Immune repertoire sequencing
One research area in the lab is to improve the technology developed by Dr. Jiang when she was a postdoctoral fellow in Dr. Stephen Quake’s lab at Stanford University. We are transferring the technology from Roche 454 platform to Illumina Hi-Seq 2000 and Mi-seq to increase the throughput. We are also developing new technologies to increase the number of libraries that can be partitioned in one sequencing run as well as mitigate errors generated in the process. These technology advancements lay the foundation of basic as well as translational research that is conducted in Dr. Jiang’s lab.
Single cell gene expression profiling of the immune repertoire
Each individual immune cell in the adaptive immune system bears a unique antigen receptor as well as a unique combination of developmental and activation status. While immune repertoire sequencing can provide sequence information on the antigen receptor, the single cell gene expression analysis provides a unique angel to interrogate cellular activities.
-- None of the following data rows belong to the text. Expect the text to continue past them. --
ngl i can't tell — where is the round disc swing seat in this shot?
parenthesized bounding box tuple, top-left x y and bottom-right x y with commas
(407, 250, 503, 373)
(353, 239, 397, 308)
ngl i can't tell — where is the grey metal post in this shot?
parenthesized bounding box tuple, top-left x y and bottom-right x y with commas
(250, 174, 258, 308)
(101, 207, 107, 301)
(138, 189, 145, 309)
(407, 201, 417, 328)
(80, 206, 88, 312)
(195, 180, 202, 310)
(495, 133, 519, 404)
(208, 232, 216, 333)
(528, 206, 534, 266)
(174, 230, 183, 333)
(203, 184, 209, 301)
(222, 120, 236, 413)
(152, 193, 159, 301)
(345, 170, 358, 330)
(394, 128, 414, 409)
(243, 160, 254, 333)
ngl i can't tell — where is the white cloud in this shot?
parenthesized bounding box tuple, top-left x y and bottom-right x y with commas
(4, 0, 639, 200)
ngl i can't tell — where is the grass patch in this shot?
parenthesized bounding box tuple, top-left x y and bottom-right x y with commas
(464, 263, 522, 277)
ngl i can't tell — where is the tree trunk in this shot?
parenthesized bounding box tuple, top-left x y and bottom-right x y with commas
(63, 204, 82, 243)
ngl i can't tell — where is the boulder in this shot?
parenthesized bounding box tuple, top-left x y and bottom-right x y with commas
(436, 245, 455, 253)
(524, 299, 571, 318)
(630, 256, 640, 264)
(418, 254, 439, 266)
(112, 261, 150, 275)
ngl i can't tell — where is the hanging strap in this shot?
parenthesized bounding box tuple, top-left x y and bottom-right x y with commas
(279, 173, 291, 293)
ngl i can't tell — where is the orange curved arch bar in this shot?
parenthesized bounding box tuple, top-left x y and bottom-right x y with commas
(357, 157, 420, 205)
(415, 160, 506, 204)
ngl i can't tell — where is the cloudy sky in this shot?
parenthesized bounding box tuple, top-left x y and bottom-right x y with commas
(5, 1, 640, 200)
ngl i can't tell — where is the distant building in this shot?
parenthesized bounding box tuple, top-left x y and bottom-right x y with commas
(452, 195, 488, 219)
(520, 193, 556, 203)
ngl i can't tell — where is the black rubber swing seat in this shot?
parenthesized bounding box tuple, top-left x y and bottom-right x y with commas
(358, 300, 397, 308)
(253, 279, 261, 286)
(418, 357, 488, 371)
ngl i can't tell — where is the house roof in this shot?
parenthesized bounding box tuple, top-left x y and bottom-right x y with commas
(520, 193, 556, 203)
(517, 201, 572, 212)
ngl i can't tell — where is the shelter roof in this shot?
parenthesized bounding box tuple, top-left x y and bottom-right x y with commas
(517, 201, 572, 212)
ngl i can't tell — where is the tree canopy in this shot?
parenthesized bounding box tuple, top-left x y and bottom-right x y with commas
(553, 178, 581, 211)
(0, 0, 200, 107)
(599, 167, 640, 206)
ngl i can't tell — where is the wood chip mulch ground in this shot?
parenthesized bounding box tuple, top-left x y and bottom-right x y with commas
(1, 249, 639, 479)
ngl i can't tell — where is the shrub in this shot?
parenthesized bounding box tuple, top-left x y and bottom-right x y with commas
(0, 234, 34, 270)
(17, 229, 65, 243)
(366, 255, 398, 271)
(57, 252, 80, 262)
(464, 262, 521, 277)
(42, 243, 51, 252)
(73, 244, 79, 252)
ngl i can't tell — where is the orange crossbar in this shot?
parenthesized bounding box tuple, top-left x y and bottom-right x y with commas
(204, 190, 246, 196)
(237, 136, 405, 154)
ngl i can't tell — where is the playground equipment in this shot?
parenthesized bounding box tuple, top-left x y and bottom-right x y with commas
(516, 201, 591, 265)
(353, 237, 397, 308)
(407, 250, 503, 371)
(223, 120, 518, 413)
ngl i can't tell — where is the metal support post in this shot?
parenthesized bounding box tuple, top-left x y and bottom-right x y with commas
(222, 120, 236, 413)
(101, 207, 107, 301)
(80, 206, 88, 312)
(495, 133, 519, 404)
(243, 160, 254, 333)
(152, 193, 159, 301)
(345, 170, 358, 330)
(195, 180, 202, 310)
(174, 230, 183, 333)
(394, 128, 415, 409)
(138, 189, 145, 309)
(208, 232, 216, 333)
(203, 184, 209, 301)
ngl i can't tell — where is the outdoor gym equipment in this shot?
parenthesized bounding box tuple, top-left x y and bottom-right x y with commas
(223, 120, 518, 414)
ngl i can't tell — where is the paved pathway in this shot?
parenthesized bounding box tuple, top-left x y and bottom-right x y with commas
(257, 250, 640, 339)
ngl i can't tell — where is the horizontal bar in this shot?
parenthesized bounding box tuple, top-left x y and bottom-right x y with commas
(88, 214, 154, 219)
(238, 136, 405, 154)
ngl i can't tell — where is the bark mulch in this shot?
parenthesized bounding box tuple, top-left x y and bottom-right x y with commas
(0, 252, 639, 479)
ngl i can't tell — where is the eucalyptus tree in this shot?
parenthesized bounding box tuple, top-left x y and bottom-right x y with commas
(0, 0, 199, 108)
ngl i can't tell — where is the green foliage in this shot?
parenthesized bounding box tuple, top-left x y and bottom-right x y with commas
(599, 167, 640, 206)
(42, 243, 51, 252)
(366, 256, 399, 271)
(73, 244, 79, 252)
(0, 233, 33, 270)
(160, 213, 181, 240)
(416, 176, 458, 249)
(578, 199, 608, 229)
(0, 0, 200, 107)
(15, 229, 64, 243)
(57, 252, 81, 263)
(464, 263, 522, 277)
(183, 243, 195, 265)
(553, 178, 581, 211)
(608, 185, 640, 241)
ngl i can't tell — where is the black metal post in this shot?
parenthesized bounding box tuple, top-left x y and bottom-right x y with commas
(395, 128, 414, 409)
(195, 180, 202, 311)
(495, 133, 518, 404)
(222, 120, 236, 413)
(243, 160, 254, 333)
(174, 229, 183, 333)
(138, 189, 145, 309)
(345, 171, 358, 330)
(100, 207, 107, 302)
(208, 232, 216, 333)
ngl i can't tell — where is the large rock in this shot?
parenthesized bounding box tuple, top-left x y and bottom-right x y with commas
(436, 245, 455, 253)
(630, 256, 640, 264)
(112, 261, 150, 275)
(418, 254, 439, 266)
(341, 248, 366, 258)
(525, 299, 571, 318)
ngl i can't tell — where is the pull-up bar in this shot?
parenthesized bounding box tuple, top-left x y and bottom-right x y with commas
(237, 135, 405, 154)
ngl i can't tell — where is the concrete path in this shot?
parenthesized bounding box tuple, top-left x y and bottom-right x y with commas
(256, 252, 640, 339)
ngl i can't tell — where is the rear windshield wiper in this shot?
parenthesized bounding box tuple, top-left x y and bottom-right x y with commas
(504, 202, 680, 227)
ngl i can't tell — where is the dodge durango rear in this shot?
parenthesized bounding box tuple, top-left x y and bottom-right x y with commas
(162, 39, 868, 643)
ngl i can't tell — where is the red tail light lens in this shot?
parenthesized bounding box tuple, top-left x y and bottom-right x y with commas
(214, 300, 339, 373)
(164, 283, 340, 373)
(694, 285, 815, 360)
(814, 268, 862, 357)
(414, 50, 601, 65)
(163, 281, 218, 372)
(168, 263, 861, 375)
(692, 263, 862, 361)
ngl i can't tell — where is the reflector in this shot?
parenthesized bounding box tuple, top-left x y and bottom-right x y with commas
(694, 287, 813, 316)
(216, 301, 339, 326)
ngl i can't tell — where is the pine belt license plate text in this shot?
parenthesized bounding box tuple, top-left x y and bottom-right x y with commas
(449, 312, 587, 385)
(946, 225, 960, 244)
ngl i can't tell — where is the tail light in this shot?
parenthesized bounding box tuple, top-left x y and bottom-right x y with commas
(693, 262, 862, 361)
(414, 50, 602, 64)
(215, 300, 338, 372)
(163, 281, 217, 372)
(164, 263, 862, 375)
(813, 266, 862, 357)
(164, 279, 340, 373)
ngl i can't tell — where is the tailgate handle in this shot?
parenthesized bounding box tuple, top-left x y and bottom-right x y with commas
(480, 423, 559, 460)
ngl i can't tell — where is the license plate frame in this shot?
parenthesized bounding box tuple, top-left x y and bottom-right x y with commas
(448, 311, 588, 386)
Using a microfluidics based technology, we have previously demonstrated that the gene expression level for up to 96 target genes can be simultaneously obtained for 96 single sorted T cells. Analysis of the gene expression pattern revealed difference between T cells recognizing foreign antigens and T cells recognizing self-antigens in human volunteers that are free of those pathogens or diseases. This provides a powerful tool to investigate heterogeneity of the immune repertoire. It may also be used as one of the metrics for defining immune health.
Vaccination and the immune repertoire
One of the characteristics of the immune system is its rapid evolution during the first 7 to 10 days after vaccination or natural infection. It is interesting to know how a host’s immune repertoire responses to the infection globally, how the activation information is recorded in the form of sequence mutations and passed to the next infection of a similar virus strain, how the immune repertoire evolves in responses to antigen selection pressure. Vaccination provides a safe alternative to study infection. In collaboration with Dr. Stephen Quake, Dr. Mark Davis, Dr. Harry Greenberg and Dr. Xiaosong He at Stanford University, we are studying how influenza vaccination affects the human antibody repertoire.
Cancer and the immune repertoire
The immune repertoire has been proved to be a powerful weapon in tumor immune surveillance and fighting cancers. A large number of T cells infiltrate to tumors. We are interested in integrating high-throughput sequencing with single cell analysis to profile the tumor-infiltrating T cells, to establish a new set of “metrics” for cancer progression prediction and immune monitoring, and to provide new biomarkers for development of new therapies.